The script would look something like this (depending on the client function that you are using):

from requests import RequestException
from typing import List
from filip.clients.ngsi_v2 import QuantumLeapClient
from filip.models import FiwareHeader
from filip.models.ngsi_v2.timeseries import TimeSeries

QL_URL = "UrlOfQuantumLeap"
FIWARE_SERVICE = "yourTenant"
FIWARE_SERVICEPATH = "/yourTenantPath"

fh = FiwareHeader(
    service=FIWARE_SERVICE,
    service_path=FIWARE_SERVICEPATH
)

client = QuantumLeapClient(url=QL_URL,
                           fiware_header=fh)
limit = 1000000 # Max number of entries to retrieve
max_per_request = 10000 # Max allowed entries
res: List[TimeSeries] = []
for i in range(0, limit, max_per_request):
    try:
        res.append(client.get_entity_by_id(
            entity_id="yourEntity",
            entity_type="yourEntityType",
            offset=i,
            limit=i+max_per_request))
    except RequestException as err:
        if err.response.status_code == 404:
            try:
                err.response.json()['error'] == 'Not Found'
            except KeyError:
                break
        else:
            raise

# merge time series objects to pandas
df = res[0].to_pandas()
for i in range(1, len(res)):
    df.append(res[i].to_pandas())

Hope that helps. Nevertheless, I will be happy about a pull request solving the pagination.

@tstorek
Copy link
Collaborator

tstorek commented Oct 11, 2021

@msc-d1s7fa1eza could you please test with your use case? I do not have a dataset available right now

@msc-d1s7fa1eza
Copy link
Collaborator Author

msc-d1s7fa1eza commented Oct 11, 2021

@tstorek I tested the run times of both the pagination and individual request approach with the timeit module. Not only is the individual approach shorter and likely to cause less issues, it also runs faster (allthough the sample might not be representative, the difference is quite significant):

timeit.repeat(stmt="ts_with_pagination(data_limit=50000,fromDate='2021-10-04T05:30:00',toDate='2021-10-11T09:40:00')", setup="from __main__ import ts_with_pagination", repeat=3, number=3)
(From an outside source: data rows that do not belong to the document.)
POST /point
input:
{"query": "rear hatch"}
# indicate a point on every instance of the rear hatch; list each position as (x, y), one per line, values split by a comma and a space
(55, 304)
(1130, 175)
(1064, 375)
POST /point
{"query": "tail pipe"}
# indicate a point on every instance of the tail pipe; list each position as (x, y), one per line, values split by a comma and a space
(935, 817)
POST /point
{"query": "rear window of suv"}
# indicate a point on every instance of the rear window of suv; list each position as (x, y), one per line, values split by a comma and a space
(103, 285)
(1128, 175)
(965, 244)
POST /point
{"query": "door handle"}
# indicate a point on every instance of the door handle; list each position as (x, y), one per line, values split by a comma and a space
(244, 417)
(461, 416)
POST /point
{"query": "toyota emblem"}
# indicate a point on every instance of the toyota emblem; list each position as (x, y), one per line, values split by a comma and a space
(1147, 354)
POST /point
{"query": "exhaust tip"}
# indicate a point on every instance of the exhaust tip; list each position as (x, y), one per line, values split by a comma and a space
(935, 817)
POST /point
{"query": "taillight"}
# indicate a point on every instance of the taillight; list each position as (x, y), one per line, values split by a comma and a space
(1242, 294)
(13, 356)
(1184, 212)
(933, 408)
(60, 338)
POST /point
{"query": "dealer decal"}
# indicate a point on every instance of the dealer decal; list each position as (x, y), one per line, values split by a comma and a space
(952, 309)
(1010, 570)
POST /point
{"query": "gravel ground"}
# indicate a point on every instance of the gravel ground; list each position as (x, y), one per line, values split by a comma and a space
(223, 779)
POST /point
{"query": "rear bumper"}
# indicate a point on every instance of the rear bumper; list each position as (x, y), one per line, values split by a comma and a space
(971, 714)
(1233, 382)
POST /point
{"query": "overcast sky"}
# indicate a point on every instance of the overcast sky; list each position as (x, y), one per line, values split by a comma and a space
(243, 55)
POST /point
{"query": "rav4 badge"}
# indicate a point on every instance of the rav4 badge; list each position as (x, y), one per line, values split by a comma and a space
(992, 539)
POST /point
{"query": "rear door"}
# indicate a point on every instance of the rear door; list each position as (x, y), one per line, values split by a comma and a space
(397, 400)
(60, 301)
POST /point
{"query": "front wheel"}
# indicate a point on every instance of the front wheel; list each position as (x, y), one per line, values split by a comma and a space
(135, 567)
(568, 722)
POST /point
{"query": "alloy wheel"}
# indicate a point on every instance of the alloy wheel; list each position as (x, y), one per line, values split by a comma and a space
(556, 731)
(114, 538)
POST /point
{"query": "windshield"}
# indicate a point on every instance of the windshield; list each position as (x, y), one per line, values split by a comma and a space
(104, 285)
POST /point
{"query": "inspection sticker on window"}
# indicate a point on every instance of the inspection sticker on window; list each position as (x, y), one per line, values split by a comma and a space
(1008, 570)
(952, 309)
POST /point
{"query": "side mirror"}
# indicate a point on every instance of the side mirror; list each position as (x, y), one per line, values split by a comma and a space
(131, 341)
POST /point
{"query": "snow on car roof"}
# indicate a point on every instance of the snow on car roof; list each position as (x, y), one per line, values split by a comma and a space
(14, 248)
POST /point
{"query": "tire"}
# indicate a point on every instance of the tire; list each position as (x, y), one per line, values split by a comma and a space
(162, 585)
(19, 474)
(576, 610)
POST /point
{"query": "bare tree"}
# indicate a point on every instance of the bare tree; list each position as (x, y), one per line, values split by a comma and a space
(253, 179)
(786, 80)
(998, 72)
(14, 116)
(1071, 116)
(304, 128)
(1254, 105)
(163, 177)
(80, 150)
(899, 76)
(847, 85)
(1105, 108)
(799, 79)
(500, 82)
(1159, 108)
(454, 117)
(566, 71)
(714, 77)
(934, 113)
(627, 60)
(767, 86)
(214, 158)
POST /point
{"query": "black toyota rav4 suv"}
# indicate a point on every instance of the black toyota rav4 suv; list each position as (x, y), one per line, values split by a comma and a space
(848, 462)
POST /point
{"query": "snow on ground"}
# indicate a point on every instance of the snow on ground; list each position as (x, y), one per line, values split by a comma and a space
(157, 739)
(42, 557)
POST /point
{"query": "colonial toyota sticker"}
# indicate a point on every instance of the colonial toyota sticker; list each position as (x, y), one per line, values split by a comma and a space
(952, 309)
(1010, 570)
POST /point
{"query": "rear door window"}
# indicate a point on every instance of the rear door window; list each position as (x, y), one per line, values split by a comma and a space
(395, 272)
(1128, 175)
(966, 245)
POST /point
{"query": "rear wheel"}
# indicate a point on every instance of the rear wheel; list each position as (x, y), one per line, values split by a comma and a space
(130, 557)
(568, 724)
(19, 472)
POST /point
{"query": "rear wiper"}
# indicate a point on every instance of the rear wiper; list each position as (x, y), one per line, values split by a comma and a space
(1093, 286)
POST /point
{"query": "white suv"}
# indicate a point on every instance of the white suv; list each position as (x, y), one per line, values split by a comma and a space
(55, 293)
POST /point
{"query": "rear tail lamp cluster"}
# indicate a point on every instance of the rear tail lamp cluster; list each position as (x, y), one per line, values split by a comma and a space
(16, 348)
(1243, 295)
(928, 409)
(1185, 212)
">>> [120.03673389999994, 121.31632300000001, 121.88975950000031]"

timeit.repeat(stmt="ts_with_individual_requests(data_limit=50000,fromDate='2021-10-04T05:30:00',toDate='2021-10-11T09:40:00')", setup="from __main__ import ts_with_individual_requests", repeat=3, number=3)

">>> [99.43117789999997, 97.69579180000028, 98.20416950000026]"

I had to change your last line to
df = df.append(res[i].to_pandas())
since it would not update the df otherwise.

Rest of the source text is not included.